Appendix A: Estimating the variance of a ratio of means

Or, a Normal-Theory Derivation of an Estimator of the Sampling Variance for a Ratio of Means.

Introduction

A maximum likelihood method is used to find a formula for the variance of the ratio of the means from two independent samples of normally distributed data. The method defines the ratio as a transformation of the means then finds the variance matrix of the transformed parameters. Note that this method transforms parameters of distributions, not random variables. The method uses the inverse of the variance matrix of parameters, known as Fisher’s information matrix.

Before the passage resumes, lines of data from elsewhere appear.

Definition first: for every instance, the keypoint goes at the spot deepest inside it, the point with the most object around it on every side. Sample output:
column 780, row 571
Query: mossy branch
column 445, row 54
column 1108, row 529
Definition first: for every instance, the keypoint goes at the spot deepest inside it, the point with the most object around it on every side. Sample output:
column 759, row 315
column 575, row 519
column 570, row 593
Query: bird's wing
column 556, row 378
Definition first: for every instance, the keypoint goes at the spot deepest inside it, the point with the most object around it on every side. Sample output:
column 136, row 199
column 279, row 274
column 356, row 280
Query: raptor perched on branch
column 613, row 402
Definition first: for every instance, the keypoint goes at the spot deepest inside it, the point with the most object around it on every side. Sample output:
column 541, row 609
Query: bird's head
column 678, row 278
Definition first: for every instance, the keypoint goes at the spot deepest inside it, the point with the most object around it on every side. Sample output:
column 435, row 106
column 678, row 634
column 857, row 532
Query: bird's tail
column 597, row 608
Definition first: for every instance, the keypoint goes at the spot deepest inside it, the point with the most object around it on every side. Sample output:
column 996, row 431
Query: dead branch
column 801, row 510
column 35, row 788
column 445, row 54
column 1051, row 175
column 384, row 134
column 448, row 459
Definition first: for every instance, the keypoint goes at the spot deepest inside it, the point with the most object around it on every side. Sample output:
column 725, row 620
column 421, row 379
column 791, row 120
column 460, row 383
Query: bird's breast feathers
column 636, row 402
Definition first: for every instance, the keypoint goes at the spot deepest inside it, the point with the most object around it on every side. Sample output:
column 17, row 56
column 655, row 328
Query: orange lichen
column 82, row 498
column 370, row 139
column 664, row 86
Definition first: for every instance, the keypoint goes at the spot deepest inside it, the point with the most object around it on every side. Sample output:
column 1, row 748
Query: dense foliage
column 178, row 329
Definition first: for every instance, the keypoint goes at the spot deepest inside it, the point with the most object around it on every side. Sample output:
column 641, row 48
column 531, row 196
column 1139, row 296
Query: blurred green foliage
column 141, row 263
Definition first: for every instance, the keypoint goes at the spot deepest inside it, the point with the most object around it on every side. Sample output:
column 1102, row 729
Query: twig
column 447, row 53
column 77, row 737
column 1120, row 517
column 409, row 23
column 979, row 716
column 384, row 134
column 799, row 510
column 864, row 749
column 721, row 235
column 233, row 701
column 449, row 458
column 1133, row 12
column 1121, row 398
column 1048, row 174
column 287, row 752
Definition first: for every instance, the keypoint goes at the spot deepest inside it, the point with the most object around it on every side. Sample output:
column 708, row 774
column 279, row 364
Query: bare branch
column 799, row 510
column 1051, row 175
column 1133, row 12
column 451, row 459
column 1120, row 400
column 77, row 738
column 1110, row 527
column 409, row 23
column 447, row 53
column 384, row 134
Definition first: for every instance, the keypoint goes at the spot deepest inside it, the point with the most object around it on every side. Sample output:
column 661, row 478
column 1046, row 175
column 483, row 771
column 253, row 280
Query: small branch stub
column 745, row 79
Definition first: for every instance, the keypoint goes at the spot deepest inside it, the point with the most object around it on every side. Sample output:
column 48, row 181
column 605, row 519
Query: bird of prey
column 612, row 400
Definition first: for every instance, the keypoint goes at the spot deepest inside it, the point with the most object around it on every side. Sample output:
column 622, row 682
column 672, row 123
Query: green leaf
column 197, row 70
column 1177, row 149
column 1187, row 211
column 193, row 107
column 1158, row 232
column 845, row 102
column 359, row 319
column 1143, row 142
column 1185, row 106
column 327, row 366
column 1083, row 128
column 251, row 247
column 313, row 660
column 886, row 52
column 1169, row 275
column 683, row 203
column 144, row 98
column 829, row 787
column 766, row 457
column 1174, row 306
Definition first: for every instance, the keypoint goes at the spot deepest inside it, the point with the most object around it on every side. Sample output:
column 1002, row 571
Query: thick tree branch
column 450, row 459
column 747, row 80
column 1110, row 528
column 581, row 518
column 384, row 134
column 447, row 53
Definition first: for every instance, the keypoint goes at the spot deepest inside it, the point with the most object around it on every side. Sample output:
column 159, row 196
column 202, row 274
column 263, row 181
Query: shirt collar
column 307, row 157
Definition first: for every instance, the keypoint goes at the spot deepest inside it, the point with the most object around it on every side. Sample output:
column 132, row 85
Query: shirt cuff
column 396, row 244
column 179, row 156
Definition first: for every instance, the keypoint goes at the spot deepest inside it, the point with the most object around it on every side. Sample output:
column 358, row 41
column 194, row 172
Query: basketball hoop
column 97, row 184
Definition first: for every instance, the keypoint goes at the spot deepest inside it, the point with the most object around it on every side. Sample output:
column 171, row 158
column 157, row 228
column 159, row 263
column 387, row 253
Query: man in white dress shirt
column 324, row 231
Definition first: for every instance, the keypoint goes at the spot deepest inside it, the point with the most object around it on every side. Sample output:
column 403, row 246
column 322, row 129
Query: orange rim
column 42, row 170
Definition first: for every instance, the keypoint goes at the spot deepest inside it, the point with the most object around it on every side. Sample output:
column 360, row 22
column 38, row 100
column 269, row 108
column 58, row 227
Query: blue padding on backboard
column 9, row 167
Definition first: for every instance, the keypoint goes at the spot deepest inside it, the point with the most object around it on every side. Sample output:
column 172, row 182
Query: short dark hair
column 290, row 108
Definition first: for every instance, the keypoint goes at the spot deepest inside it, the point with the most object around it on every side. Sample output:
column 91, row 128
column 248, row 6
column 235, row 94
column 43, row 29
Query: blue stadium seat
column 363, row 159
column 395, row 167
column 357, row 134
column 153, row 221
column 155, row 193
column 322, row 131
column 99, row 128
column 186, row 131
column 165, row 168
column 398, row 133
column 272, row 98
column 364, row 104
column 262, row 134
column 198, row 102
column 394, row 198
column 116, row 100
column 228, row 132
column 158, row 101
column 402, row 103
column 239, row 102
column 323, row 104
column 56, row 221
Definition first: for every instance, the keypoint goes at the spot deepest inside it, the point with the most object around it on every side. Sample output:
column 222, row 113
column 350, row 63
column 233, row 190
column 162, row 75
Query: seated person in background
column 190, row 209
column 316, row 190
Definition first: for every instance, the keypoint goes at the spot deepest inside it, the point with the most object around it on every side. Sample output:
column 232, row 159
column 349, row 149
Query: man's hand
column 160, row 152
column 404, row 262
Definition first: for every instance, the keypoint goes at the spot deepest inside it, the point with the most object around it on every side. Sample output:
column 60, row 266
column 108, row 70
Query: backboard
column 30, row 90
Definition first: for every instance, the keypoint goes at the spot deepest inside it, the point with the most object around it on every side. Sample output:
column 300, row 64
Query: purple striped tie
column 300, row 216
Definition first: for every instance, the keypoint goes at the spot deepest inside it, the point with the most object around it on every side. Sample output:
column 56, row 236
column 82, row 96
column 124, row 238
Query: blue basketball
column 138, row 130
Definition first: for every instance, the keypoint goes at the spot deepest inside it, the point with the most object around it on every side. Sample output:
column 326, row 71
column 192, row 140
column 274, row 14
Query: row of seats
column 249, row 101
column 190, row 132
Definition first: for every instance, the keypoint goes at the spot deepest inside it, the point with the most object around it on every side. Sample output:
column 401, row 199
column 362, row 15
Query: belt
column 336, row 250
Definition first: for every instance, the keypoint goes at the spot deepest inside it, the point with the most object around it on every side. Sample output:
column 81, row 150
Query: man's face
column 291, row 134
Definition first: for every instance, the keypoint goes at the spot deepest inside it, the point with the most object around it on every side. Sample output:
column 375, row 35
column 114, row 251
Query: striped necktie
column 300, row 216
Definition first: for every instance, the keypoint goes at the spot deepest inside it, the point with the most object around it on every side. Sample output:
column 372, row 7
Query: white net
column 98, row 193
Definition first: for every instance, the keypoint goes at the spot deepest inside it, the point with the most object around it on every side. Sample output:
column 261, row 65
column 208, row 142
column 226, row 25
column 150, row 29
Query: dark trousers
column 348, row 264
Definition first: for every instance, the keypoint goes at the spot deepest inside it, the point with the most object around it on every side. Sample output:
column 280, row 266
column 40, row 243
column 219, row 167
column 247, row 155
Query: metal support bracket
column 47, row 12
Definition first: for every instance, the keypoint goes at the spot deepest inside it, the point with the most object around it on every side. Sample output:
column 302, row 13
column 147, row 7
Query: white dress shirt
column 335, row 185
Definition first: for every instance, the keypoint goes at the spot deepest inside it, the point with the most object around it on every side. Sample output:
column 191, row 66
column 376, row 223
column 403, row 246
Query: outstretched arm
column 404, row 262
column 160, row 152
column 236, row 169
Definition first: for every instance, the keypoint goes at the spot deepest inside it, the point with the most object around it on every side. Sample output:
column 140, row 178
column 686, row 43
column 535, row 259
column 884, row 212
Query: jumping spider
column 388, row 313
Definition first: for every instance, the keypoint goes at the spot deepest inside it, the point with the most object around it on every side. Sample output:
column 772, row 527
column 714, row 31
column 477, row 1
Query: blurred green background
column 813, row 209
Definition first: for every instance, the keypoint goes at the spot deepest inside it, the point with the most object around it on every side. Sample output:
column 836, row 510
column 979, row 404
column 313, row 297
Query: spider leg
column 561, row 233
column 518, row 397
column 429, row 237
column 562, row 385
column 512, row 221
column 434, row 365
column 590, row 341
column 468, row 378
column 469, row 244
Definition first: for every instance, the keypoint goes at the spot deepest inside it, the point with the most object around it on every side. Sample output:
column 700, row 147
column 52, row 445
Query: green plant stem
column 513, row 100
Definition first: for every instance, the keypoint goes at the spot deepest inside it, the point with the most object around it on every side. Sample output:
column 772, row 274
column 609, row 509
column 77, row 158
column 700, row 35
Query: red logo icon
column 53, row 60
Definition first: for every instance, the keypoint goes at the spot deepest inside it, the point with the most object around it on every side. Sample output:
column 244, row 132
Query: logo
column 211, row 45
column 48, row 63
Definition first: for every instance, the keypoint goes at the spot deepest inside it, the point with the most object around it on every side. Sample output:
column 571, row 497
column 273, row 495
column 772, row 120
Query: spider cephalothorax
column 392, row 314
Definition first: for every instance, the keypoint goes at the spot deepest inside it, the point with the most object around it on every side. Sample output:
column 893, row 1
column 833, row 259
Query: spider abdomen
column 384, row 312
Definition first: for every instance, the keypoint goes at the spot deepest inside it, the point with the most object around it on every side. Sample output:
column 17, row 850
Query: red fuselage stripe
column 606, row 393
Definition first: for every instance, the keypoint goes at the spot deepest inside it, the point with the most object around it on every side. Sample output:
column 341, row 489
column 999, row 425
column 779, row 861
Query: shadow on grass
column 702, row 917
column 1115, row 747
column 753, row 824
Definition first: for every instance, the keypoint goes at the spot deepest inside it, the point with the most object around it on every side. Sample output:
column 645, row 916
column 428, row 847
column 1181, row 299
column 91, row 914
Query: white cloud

The method is not used very much, because in general the algebra is prohibitive. For this reason also, it is hard to find a single reference that contains the work below. The method works in this case, because the starting point is two independent normally distributed samples, and the ratio transformation is pretty simple. Transformations of maximum likelihood estimators (MLEs) (in this case, the mean and variance estimators for normal distributions) are again maximum likelihood estimators [eg, Cox and Hinkley, p. 287]. Thus, the variance estimate for the ratio of means this method produces is a maximum likelihood estimator if the MLEs for the normal means and variances are used. Note the MLEs for normal mean and variance for a sample \(\{x_1, x_2, ..., x_n\}\) are \(\hat{\mu} = \bar{x}\) and \(\hat{\sigma^2} = \frac{1}{n}\sum_i(x_i - \bar{x})^2\).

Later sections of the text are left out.